The second Guide Law is:
A Guide is helpful and uses her time and abilities wisely.
At first this sounds simple; but what is wisdom? How can we expect ten-year-olds to know what “wise use of time” actually is?
You might say, well, a child should do all of her homework, study hard, and do her best to pass her exams so she can have a good future.
And you would be right. However, would spending all of her time studying be wise? I am pretty certain that most people, if they spent the entirety of their waking day studying, would go insane.
I know I would.
In any case, a person who spends all of their time at a desk won’t get any exercise, and we know that exercise is important. Surely doing some exercise would be wise.
Social skills are also important, so the wise child (and adult) should spend time on those – perhaps learning, but more importantly practicing, by spending time with other people. So spending time with your friends is also wise.

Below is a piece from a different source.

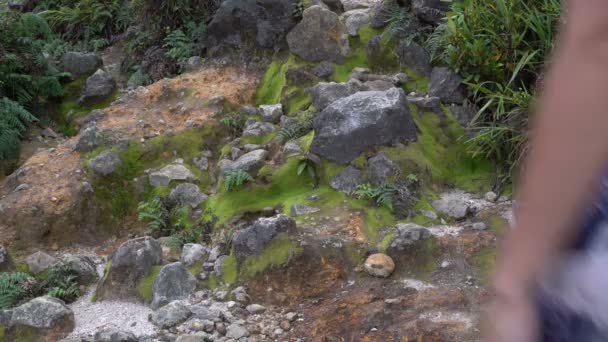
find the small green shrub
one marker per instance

In order to have something in common with your friends, it’s important to have some of the same experiences as them, so clearly watching TV is wise use of time.
And studies have shown that doing things purely for fun is good for you. So clearly a wise time-management strategy would include some pure fun.
And obviously, we are supposed to be helpful. So if someone needs help with something (studying for a test, tidying the room, preparing Christmas dinner for the family), we would need to be there for them. Is it wise to be helpful?
Is it wise to be helpful all of the time?
We should practice the art of saying “no” occasionally, because helping that person may not be the wisest use of our time.
What about wise use of abilities?
Imagine, if you will, a group of Brownies on a walk. They’ve got lost a few times, because the leader is letting them navigate (girl led guiding!), so they’re running a little late.
One of the girls’ shoelaces comes undone. She’s only just joined the unit, and doesn’t know how to tie her shoes yet.
As leader do you:
a) Tie her shoelaces for her – it’ll be quick, and you need to get going.
b) Spend five minutes coaching her through how to tie them herself – she needs to learn, and simply tying them for her won’t help her in the long run.
c) Pretend you haven’t noticed.
I hope we can all agree that option c is not sensible. But the other two – which is the “wisest” use of your abilities?
If you have the ability to play an instrument really well, what is a wise use of that ability? Should you join an orchestra and make a career of music? Should you lend your talents to the local drama and music group while pursuing a different career? Should you teach others?
You might say (and in my opinion you would be right) that one of our jobs as Leaders in Guiding is to help young girls to make these sorts of decisions – and to help them to develop the skills to be able to make these decisions on their own.
But it’s hard to have the conversation with your girls if you haven’t thought it through yourself. I invite you to spend ten minutes right now thinking about how you define “wise use of time and abilities”.
What situations have you found yourself in where it wasn’t obvious what the wisest use of your time was? How did you make the decision?